PAR JOSE M. BAKIMA DMV, MSc, PhD

Depuis plusieurs années, un débat oppose économistes et géopoliticiens. Les uns voient dans la Chine le principal moteur du développement africain. Les autres l’accusent d’avoir accéléré la désindustrialisation du continent en inondant les marchés de produits manufacturés. Ce débat, aussi passionnant soit-il, risque cependant de manquer l’essentiel.

La véritable question n’est pas : la Chine est-elle bénéfique ou nuisible à l’Afrique ?

La véritable question est : pourquoi l’Afrique demeure-t-elle si vulnérable aux stratégies économiques des grandes puissances, quelles qu’elles soient ?

Hier, c’était l’Europe.

Ensuite, les États-Unis.

Aujourd’hui, la Chine.

Demain, ce sera peut-être l’Inde, la Turquie ou une autre puissance émergente.

 

Le problème n’est donc pas le changement de partenaire. Le problème est plus profond. Il réside dans l’interruption des continuités qui permettent à une économie de produire, d’innover et de se renouveler par elle-même.

 

L’industrialisation ne consiste pas simplement à construire des usines.

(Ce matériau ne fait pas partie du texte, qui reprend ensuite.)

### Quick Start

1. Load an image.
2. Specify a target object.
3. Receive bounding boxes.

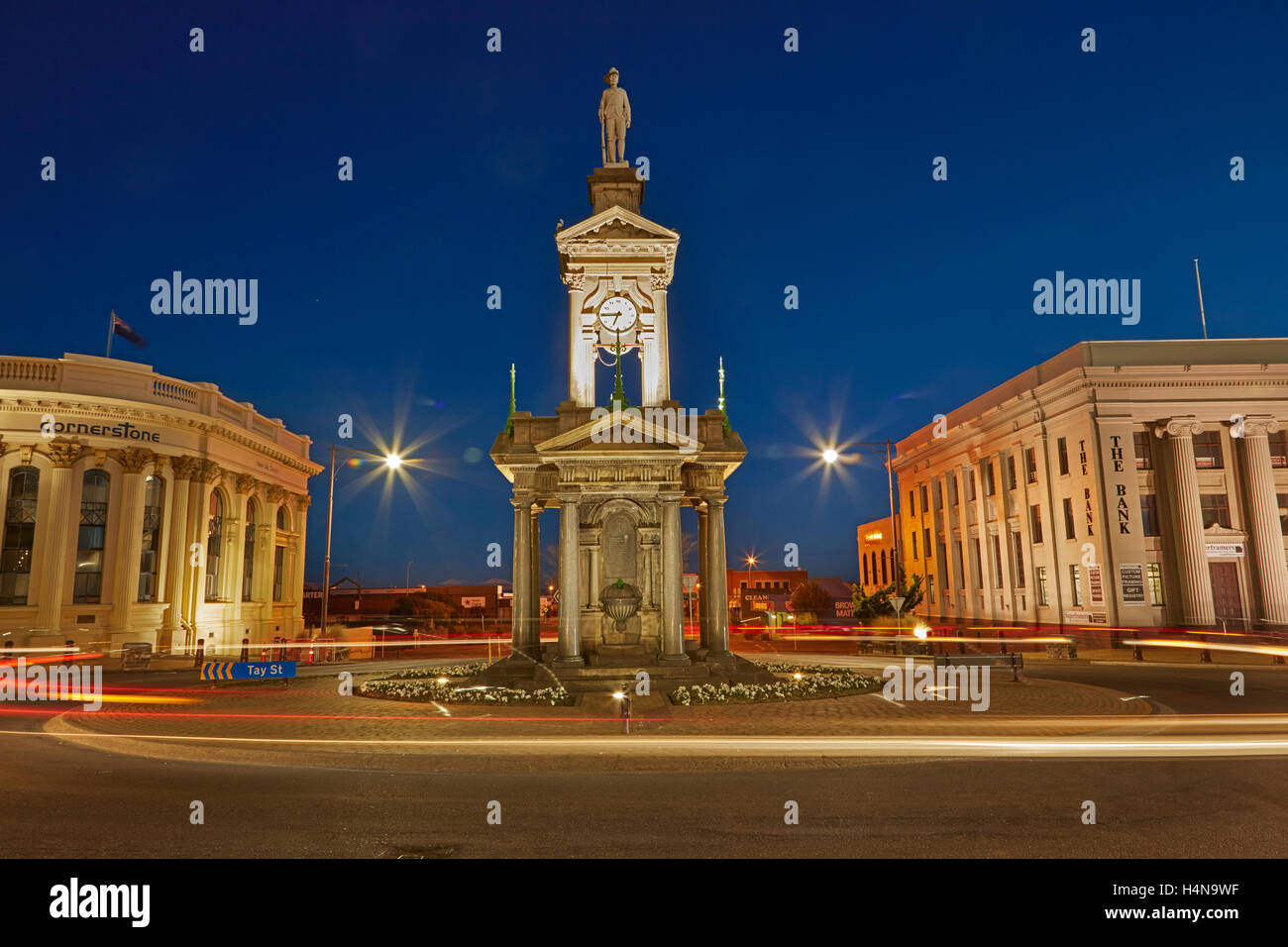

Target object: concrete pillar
[111,447,155,633]
[1241,416,1288,625]
[36,445,81,634]
[555,493,585,668]
[658,493,690,665]
[698,504,711,648]
[707,496,733,660]
[510,496,536,661]
[158,458,196,650]
[1154,417,1216,625]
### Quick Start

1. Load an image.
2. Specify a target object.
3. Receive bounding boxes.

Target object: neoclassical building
[0,355,322,653]
[894,339,1288,629]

Une véritable industrialisation suppose un tissu vivant où se renforcent mutuellement les universités, les centres de recherche, les écoles techniques, les entreprises locales, les infrastructures, les institutions financières, les fournisseurs nationaux et les capacités d’innovation. Lorsqu’un seul de ces maillons manque, toute la chaîne devient dépendante.

 

La République démocratique du Congo illustre parfaitement ce paradoxe. Le pays possède des ressources minérales parmi les plus stratégiques du monde : cuivre, cobalt, lithium, manganèse et bien d’autres. Pourtant, il exporte encore essentiellement des matières premières et importe une grande partie des produits manufacturés qu’il consomme.

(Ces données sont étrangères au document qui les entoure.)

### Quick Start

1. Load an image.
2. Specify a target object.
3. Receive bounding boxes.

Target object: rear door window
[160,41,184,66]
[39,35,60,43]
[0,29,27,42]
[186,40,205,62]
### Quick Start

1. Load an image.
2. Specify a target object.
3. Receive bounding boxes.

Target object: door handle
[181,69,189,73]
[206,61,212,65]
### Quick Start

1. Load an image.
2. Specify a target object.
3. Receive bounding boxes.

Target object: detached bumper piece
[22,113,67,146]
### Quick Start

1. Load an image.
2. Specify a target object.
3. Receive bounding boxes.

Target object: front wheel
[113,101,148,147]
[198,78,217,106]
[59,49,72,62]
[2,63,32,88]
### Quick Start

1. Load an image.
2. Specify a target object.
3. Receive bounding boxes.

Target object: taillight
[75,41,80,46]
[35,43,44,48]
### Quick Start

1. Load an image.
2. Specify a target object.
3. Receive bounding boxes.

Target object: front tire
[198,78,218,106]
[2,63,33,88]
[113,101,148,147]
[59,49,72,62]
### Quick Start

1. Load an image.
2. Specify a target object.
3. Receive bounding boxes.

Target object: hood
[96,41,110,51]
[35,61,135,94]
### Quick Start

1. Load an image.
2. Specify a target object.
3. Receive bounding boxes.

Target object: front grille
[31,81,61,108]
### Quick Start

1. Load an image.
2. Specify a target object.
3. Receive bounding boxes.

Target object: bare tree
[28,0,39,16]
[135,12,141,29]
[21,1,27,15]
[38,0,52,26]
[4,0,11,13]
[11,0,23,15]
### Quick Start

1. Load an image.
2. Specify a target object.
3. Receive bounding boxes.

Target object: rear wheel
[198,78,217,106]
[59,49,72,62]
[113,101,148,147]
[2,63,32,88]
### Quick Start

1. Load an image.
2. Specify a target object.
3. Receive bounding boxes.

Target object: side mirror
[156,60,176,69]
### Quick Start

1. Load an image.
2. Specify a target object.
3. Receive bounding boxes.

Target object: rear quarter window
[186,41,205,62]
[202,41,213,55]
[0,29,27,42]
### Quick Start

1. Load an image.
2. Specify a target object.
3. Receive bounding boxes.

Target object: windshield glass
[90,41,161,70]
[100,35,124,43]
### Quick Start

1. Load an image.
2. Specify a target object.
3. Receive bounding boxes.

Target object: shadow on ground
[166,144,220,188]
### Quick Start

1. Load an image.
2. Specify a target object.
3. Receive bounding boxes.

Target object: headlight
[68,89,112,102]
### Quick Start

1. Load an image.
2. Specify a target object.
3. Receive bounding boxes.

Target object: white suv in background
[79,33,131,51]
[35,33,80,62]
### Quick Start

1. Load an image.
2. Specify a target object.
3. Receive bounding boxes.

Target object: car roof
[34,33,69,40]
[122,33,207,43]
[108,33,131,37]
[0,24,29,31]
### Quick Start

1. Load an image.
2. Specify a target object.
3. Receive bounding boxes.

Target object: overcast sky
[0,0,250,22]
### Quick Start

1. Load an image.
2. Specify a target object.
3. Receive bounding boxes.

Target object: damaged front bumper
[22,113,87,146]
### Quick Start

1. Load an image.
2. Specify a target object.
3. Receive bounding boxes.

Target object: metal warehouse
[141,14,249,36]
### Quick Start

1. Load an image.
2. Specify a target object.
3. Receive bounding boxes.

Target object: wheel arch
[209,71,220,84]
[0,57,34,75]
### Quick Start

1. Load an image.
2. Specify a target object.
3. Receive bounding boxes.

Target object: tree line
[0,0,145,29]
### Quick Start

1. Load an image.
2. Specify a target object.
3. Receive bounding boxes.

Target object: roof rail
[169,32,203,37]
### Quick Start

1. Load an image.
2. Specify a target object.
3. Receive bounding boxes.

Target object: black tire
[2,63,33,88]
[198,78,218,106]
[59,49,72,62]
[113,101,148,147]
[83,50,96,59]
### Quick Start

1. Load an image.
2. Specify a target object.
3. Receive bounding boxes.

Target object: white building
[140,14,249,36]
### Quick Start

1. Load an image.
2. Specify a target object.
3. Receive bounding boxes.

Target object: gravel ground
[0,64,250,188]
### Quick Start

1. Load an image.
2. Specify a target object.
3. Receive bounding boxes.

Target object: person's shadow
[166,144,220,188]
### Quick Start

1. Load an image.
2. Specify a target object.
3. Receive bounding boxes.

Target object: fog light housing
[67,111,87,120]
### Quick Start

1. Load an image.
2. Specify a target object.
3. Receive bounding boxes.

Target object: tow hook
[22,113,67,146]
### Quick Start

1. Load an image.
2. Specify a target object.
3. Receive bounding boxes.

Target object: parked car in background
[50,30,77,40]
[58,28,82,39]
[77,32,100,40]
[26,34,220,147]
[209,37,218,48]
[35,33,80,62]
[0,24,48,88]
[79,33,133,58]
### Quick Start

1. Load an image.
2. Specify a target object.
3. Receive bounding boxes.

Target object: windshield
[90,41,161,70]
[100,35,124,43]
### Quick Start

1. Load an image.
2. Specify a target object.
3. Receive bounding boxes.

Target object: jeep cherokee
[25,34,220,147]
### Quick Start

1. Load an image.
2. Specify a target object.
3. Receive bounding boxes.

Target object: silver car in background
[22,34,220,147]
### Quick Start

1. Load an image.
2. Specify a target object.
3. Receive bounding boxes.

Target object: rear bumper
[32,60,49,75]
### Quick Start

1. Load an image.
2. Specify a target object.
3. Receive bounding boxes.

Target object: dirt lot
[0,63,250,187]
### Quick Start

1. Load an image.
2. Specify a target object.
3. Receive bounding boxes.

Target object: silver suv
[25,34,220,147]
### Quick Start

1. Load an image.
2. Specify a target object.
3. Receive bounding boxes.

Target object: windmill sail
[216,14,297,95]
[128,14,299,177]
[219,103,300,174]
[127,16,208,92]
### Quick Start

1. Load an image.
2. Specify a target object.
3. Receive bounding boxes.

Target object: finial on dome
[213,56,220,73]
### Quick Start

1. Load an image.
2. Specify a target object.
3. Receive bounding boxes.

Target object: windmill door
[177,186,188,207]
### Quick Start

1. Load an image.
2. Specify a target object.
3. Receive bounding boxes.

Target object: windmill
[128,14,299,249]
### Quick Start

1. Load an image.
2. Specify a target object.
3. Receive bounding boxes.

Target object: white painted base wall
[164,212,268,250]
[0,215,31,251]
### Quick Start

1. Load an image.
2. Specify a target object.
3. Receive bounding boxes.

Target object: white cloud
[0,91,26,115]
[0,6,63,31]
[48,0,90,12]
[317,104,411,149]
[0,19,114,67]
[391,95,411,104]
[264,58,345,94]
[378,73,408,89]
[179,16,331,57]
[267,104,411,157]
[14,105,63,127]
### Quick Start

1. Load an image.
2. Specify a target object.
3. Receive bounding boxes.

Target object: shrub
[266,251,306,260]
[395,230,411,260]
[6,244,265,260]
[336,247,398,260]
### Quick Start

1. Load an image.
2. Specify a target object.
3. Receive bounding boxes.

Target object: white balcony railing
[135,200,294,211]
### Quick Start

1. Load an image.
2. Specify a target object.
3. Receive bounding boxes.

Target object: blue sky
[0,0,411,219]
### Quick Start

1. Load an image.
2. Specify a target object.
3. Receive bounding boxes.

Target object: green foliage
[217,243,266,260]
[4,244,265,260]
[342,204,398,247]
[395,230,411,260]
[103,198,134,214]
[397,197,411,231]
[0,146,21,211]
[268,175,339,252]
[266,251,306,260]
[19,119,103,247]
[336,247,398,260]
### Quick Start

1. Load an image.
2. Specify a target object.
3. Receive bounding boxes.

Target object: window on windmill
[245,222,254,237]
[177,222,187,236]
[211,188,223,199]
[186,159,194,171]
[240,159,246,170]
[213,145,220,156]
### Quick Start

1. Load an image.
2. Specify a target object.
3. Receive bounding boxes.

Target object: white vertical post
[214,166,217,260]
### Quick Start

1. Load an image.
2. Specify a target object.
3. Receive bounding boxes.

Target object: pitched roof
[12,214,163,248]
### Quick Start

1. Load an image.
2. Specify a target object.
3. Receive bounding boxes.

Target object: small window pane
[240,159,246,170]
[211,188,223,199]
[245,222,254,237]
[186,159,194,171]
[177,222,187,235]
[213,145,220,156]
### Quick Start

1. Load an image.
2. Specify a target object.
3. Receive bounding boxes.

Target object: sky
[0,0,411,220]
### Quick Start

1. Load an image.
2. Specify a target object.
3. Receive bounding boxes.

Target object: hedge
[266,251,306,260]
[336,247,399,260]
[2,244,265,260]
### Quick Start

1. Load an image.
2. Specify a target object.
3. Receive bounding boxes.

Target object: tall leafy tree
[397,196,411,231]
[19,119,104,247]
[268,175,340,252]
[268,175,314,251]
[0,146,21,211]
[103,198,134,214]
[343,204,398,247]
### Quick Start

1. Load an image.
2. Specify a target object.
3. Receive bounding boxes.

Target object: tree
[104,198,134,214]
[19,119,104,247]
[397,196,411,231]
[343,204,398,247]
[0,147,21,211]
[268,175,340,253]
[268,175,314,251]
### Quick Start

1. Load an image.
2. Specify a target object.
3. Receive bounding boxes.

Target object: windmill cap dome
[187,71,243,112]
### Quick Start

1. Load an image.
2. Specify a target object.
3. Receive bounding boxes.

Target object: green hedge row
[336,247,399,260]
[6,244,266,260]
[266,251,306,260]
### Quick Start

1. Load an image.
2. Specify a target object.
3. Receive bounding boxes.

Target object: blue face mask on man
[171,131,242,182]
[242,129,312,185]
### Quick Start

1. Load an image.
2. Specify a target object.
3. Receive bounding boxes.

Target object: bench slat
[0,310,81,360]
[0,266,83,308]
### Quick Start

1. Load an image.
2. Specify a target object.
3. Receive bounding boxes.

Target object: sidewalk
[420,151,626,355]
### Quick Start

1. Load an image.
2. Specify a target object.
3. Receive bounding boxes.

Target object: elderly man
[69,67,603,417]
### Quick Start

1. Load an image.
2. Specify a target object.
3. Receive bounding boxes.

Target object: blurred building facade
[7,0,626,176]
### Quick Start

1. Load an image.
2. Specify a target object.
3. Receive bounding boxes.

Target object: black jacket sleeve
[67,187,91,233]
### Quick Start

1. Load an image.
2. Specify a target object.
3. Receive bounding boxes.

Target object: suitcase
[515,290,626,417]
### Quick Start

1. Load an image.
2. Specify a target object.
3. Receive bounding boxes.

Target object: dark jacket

Cette situation n’est pas seulement une faiblesse économique. Elle traduit une rupture de continuité industrielle.

On extrait.

On exporte.

On transforme ailleurs.

Puis on réimporte.

La valeur ajoutée quitte le territoire, tandis que les compétences industrielles, les technologies et les capacités d’innovation se développent ailleurs.

Cette logique ne peut conduire qu’à une souveraineté incomplète.

 

L’avenir de l’Afrique ne dépendra donc pas principalement du volume des investissements étrangers. Il dépendra de sa capacité à reconstruire ses propres continuités productives.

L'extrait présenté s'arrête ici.